3. CHOOSE ORGANIC. Organic food has made its way into the marketplace for healthy reasons. Foods high on the food chain concentrate chemicals and hormones in their tissues, and yet we require many such foods for optimal nutrition balance. The dominance of hormones in our food supply accumulates progressively in our own tissues, leading to problems with reproductive tissue structure and function, and ultimately to the worst kind of pathology: cancer. Antibiotic use in livestock takes place at a huge cost to human health, affecting bowel flora balance and contributing to reduced effectiveness of antibiotics when required to fight life-threatening infections (i.e. antibiotic resistance). Organic food has been shown to possess 40% more nutrients than non-organic counterparts, since chemicals negatively impact soil richness.

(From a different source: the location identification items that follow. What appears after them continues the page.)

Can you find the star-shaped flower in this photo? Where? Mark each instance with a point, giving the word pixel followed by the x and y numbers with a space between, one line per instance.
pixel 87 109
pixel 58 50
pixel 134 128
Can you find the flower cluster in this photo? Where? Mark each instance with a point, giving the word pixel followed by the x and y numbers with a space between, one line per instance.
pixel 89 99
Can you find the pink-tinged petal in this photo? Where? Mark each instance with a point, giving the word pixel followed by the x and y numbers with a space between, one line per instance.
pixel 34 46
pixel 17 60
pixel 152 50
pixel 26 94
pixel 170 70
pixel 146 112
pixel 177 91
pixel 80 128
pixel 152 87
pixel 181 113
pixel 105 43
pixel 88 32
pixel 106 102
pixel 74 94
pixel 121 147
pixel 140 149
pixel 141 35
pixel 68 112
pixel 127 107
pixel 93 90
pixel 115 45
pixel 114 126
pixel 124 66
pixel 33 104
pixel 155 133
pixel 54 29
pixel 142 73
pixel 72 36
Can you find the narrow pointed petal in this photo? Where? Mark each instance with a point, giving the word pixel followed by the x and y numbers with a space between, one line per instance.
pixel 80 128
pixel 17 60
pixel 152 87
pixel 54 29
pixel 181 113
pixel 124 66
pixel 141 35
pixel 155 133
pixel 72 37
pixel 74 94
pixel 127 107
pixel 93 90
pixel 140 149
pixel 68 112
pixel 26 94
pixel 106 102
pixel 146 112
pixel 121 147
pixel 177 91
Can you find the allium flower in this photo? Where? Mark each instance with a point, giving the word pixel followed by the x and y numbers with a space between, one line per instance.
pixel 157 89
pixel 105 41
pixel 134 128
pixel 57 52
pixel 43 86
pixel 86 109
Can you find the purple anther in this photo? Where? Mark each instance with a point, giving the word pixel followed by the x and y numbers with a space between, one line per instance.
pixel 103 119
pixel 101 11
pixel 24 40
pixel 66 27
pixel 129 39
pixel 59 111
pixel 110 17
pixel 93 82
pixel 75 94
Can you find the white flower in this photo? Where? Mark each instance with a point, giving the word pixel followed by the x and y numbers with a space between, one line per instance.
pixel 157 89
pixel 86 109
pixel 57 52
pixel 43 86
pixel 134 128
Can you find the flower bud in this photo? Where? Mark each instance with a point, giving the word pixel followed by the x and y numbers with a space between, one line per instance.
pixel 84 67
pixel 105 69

In Canada, our largest exposure to pesticides comes from our standard diet. One's greatest defense against environmental toxicity in general is nutrients. Our diets, therefore, must be sources of nutrients, not chemicals.

4. PAY ATTENTION TO SYMPTOMS. Ignore, or worse suppress, symptoms at your own peril. Headaches, bloating, gas, fatigue, muscle pain, frequent colds, skin rashes and so on are all signs of an underlying disturbance calling out for correction, not mere suppression. Track symptoms, listen to your body, and learn to describe them in detail to a health provider who will listen. The greatest amount of information about one's health comes not from lab tests or scans, but from symptoms interpreted meaningfully.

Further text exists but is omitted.